The trout project, now in its third year at Reed, involves the school's entire sixth grade, about 470 students. The students were divided into four groups, with two groups visiting the pond next week and the remaining two next week.

Jerry Rekart, coordinator of trout in the classroom for Candlewood Valley Trout Unlimited, said his organization donated trout eggs for hatching to 19 schools in Fairfield and Litchfield counties.

The students watch the eggs hatch and then release the hatchlings when they are large enough into the wild to gain an appreciation for natural environments, clean water and other conservation objectives, Rekart said.
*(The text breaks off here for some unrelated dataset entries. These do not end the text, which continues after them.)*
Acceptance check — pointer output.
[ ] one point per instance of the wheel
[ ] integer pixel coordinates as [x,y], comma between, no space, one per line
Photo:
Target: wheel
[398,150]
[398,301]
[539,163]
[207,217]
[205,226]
"The trout released today will likely swim in the current down into Pond Brook and end up in Lake Lillinonah," he said.

Students from Danbury High School will engage in a similar exercise and environmental study at a section of Pond Brook on Route 25 in Newtown's Hawleyville section May 17, Rekart said.
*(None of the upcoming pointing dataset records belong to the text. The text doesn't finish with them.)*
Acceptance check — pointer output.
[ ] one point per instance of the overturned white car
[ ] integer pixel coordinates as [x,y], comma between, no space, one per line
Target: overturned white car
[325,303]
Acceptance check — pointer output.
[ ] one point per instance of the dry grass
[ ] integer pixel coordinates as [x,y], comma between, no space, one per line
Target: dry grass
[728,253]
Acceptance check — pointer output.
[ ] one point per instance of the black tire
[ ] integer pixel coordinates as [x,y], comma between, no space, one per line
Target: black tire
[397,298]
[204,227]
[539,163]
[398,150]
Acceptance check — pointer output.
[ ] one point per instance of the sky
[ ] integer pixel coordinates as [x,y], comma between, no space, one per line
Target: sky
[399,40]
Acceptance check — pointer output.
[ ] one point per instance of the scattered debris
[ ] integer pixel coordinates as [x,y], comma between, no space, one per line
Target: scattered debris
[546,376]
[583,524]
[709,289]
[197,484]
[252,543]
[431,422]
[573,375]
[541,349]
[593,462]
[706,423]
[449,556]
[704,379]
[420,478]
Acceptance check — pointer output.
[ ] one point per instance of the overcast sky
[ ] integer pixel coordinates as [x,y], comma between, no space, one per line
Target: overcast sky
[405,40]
Neeb said the project at Reed began with 239 eggs donated by Trout Unlimited from which 84 trout fingerlings survived for release. The eggs were hatched and the tiny fish maintained in the school's five aquariums, he said.

If the eggs had been released naturally in the wild, only about 10 percent of them would have produced fish, the teacher said, regarding the relative success of hatching and raising them in a controlled environment at the school.